Cela suppose un riz capable d'absorber énormément, et c'est là qu'intervient le riz brisé. On croit souvent qu'il s'agit d'un sous-produit qu'on utiliserait par économie. C'est faux : il est choisi, et il est techniquement supérieur pour cet usage. Un grain de riz entier est protégé sur toute sa longueur par une surface lisse et cireuse ; l'eau y entre lentement, par les extrémités.
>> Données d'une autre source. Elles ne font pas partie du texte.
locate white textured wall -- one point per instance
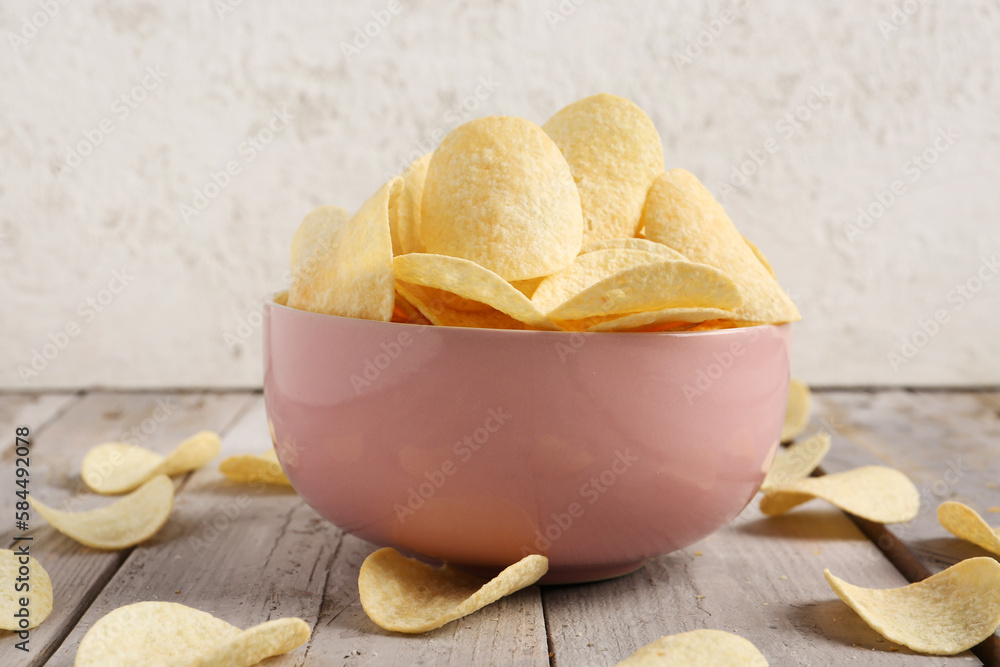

Un grain brisé présente au contraire une ou deux tranches ouvertes, où l'amidon est directement exposé. Le liquide entre par ces cassures et l'absorption est bien plus rapide et bien plus complète : un riz brisé demande environ un tiers de liquide en plus qu'un riz long pour la même masse.
Deuxième conséquence, tout aussi importante : cet amidon exposé part dans le bouillon et l'épaissit légèrement, ce qui fait que chaque grain reste enrobé au lieu de baigner. La texture du thieb, dense et légèrement collante par endroits, vient de là. Avec un riz long parfumé, on obtient un riz qui reste détaché, pâle au cœur et un bouillon resté liquide : deux plats côte à côte au lieu d'un.
Le reste du thieb est une affaire d'ordre. Le poisson, farci d'une persillade wolof appelée rof, cuit en premier et sort ; les légumes suivent par ordre de fermeté et sortent aussi ; le riz entre en dernier dans un bouillon devenu concentré par tout ce qui l'a précédé. Rien ne cuit ensemble, et c'est ce qui donne au plat sa profondeur.